Elle s’adressa encore à un autre ami en qui elle avait d’autant plus de confiance qu’une même affection pour Fouquet, un même regret de sa chute, une même pitié pour son infortune, rapprochaient alors leurs cœurs. C’était Arnauld de Pomponne, qu’elle connaissait depuis plusieurs années.

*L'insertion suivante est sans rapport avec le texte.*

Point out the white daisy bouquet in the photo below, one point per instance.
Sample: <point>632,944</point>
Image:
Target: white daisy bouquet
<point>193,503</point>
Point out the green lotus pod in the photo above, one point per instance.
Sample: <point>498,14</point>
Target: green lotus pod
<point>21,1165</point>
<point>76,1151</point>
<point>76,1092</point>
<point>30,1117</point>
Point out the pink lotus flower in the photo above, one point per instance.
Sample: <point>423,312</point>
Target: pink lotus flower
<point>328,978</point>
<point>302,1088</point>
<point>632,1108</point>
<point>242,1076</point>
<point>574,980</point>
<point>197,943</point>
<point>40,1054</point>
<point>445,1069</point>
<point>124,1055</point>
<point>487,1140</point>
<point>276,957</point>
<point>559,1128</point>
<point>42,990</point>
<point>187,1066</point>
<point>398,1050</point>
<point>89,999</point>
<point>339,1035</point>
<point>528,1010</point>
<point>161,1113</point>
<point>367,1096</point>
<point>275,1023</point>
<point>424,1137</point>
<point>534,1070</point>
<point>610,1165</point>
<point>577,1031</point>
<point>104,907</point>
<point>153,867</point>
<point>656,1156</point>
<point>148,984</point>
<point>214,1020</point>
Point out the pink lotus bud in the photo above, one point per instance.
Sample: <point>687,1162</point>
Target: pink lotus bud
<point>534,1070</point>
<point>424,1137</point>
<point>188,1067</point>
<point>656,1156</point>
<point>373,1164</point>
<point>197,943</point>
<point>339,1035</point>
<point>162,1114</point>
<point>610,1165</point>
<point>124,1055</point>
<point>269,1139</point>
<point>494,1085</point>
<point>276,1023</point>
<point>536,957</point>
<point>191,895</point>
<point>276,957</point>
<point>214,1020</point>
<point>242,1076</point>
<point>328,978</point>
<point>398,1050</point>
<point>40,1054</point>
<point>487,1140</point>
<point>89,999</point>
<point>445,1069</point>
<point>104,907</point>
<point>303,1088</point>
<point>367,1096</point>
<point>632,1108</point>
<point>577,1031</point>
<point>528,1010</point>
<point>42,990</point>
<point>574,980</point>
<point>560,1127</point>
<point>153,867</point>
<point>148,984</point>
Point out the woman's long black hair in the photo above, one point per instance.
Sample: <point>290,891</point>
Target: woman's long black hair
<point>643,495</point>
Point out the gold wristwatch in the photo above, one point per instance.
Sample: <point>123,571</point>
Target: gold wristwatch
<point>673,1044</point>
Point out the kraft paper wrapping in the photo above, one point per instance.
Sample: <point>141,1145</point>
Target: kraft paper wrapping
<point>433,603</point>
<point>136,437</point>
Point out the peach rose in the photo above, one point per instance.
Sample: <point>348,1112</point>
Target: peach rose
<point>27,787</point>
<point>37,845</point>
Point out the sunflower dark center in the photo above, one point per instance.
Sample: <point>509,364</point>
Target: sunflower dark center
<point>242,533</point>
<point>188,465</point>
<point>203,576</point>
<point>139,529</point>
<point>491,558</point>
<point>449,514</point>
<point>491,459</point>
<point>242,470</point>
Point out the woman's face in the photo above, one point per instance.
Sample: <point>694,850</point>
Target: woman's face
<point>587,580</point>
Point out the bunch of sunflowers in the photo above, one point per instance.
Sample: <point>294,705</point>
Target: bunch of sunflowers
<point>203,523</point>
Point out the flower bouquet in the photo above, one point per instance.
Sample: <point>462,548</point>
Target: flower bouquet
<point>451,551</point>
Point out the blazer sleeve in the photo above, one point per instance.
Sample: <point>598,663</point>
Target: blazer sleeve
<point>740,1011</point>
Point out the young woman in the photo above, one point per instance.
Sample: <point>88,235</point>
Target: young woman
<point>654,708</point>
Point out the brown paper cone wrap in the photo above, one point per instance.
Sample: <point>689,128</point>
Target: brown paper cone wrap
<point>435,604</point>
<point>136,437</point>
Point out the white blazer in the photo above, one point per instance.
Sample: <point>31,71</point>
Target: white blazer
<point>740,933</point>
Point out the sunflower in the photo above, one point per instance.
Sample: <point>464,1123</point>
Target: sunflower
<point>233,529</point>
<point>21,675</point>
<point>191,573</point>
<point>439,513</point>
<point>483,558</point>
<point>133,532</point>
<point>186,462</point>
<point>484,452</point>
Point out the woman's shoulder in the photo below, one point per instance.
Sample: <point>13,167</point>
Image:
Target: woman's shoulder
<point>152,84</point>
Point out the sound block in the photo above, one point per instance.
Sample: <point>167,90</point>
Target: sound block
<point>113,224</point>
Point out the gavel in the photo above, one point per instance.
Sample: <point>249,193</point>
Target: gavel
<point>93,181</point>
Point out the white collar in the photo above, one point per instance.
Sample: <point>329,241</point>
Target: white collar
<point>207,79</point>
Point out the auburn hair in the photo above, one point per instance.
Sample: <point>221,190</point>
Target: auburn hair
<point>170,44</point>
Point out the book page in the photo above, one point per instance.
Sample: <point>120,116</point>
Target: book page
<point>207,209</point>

Elle avait dû le rencontrer souvent chez le surintendant, et, comme le fait remarquer M. Walckenaer[2], à l’hôtel de Rambouillet et dans ce palais enchanté de madame du Plessis Guénégaud, où elle allait depuis longtemps[3]. Il est probable surtout que Renaud de Sévigné, qui était en relation avec les hommes de Port-Royal, avant le temps même où il passa au milieu d’eux sa vie pénitente, fut le lien de cette amitié entre sa nièce et le fils d’Arnauld d’Andilly. Nous savons du moins par les Mémoires de l’abbé Arnauld, frère de Pomponne, que ce fut au chevalier de Sévigné qu’il dut en 1657 la connaissance de l’illustre marquise. Nous allons voir madame de Sévigné en correspondance suivie avec Pomponne pendant le procès de Fouquet. Au sujet

  1. Lettre du 9 octobre 1661.
  2. Mémoires sur madame de Sévigné, deuxième partie, p. 206.
  3. Lettre de madame de Sévigné à M. de Pomponne, du 18 novembre 1664.